05-11-2018 , 08:38 AM
05-13-2018 , 02:58 PM
Quote:
Originally Posted by Slighted
i got "verbally warned" for telling officers their cases were bad when i was a prosecutor.

just to show you a little bit about how that system works.
"The system" includes millions of police/sheriff, and hundreds of thousands of prosecutors.

For you to say you had this one interaction and try to imply that's how a massive system with millions of actors works is just silly.

"It rained in my neighborhood yesterday, so that's how the national weather looked yesterday."

Your comment is laughably inconsequential, and that point aside, if a case sucks it's your job as the prosecutor to dismiss it or send it back for further investigation.
05-13-2018 , 04:05 PM
I'm sure he's extrapolating from that one experience alone and not at all making an indication of his general experience as a prosecutor, so you're right to call him out.
05-24-2018 , 08:47 PM
I had a choice between bumping this thread and politarding up a Probability thread. I chose the latter, but now I'm changing my mind; I think bumping a Sklansky thread is the lesser of two evils (I know, I can already hear the boooos).

I said in that thread: "David, [...] do you think this radio host, or the 90% of listeners who are convinced by his logic, should be deciding people's guilt/innocence and life/death based on whether their intuition says P(guilt) ≥ 50.001%?"

And if yes, how do you reconcile that with your advocacy of voter tests (if I'm not mistaken) and meritocracy in general? You want random juries given so much power over someone's life, but not voters who are voting on things that affect them?

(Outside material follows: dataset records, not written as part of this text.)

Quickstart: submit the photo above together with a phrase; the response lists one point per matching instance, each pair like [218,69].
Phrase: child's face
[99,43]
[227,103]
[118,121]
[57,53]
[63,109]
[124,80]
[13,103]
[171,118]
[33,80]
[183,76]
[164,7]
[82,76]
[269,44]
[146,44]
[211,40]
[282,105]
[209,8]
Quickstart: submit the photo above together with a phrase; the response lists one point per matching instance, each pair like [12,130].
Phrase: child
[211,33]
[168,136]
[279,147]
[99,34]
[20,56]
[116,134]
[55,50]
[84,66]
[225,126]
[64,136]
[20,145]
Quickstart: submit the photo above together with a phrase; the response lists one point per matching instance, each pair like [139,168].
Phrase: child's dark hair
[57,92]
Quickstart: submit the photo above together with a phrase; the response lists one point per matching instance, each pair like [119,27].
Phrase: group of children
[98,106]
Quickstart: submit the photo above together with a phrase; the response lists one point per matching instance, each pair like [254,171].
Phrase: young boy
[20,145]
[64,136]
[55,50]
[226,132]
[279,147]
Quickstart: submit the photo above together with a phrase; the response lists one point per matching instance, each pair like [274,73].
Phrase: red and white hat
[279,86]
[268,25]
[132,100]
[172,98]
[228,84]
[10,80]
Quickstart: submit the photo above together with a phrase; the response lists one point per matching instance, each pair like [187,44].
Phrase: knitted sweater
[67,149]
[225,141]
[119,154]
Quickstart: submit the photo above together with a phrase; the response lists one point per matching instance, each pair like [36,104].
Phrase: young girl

Also, how are juries to determine probabilities with a low margin of error when most of the variables in a case aren't even quantitative? Laypeople are supposed to have great intuition of subjective probabilities come trial time, when the rest of the time they can't intuit that the table you're at doesn't matter, unknown random mucked cards don't matter, etc?

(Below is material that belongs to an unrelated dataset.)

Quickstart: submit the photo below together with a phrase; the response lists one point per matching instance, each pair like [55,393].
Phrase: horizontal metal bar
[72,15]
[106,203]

(I don't remember David addressing any of these things before the thread morphed into a discussion about rape trials.)
05-24-2018 , 09:12 PM
I did not mean to imply that 51% or even 70% would qualify.
05-25-2018 , 09:39 AM
I would have to decline a jury trial, if my life/liberty depends on the average voter in my district.
12-05-2018 , 04:10 PM
This would significantly increase litigation. I think the damning thing would be that this would have the opposite effect of what is intended. You would have more actually violent criminals out of prison instead of in it. This thinking is why prosecutors are reluctant to add lesser offense instructions on tough cases. Jury convicts for the lesser offense than the often appropriate higher charge.